In fact, data from the Federal Reserve shows that credit card ownership is nearly universal among higher-income households, with the vast majority of people earning over $100,000 carrying at least one card (1). That’s not necessarily because they need to borrow, but because the right card, used the right way, can offer rewards, protections and conveniences that cash or debit simply can’t match.
From earning travel points on everyday purchases to limiting liability for fraud, credit cards can quietly add value in the background of your financial life. And you don’t need a seven-figure net worth to take advantage of those benefits.
The key difference is how they’re used. Here are three ways wealthy consumers tend to approach credit cards, and how you can apply the same strategies to your own spending.
For wealthy consumers, credit cards aren’t a safety net, they’re a tool. The difference comes down to how intentionally they’re used.
Putting large portions of everyday spending on rewards cards helps high earners maximize the benefits that these cards offer. Some credit cards offer cash back on every single purchase, sign-up bonuses, or travel rewards. In fact, the Consumer Financial Protection Bureau reports that credit card users earned $41.1 billion in rewards in 2022 (2).
But the key isn’t spending more — it’s routing existing expenses like groceries, bills or insurance payments through a card that earns rewards. Over time, those points can add up to free flights, hotel stays or statement credits.
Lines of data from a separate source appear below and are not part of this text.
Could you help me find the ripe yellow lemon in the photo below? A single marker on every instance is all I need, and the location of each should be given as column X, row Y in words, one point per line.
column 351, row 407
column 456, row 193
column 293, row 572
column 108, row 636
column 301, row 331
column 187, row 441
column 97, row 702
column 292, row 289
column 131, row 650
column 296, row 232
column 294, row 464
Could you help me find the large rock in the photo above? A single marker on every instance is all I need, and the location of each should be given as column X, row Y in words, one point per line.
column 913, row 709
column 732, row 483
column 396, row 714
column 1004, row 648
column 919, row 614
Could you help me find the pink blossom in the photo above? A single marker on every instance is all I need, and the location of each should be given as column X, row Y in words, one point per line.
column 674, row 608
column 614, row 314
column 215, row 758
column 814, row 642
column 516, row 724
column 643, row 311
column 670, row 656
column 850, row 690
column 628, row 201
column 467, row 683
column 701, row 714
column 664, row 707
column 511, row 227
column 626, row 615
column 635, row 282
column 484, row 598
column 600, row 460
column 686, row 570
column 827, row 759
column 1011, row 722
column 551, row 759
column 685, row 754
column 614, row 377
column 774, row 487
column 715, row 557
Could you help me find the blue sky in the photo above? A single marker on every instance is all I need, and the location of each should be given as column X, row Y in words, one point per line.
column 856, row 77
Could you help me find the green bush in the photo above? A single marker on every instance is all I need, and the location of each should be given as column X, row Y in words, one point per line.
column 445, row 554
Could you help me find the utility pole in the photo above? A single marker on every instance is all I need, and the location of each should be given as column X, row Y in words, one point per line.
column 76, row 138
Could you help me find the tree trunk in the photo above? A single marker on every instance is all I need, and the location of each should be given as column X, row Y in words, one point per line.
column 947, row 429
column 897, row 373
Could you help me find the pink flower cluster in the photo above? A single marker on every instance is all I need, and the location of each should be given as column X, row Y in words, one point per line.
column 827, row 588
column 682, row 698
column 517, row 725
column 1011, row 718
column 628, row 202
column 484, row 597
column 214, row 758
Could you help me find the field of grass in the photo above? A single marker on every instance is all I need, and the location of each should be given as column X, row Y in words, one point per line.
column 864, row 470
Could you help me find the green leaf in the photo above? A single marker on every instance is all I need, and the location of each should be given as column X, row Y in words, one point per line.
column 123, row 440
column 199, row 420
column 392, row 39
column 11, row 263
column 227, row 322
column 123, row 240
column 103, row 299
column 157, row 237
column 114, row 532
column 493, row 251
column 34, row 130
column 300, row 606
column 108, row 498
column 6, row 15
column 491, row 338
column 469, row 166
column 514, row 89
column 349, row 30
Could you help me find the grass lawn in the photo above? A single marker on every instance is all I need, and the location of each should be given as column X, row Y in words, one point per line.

Another reason wealthy consumers favor credit cards is their built-in protection. Federal law generally limits your liability for unauthorized credit card charges to $50, and many issuers offer zero-liability protection, which means you typically won’t pay anything at all for fraudulent transactions. That matters: According to the Federal Trade Commission, consumers reported losing more than $10 billion to fraud in 2023, a record high (3). Using a credit card can help shield your own money from being directly drained in those situations.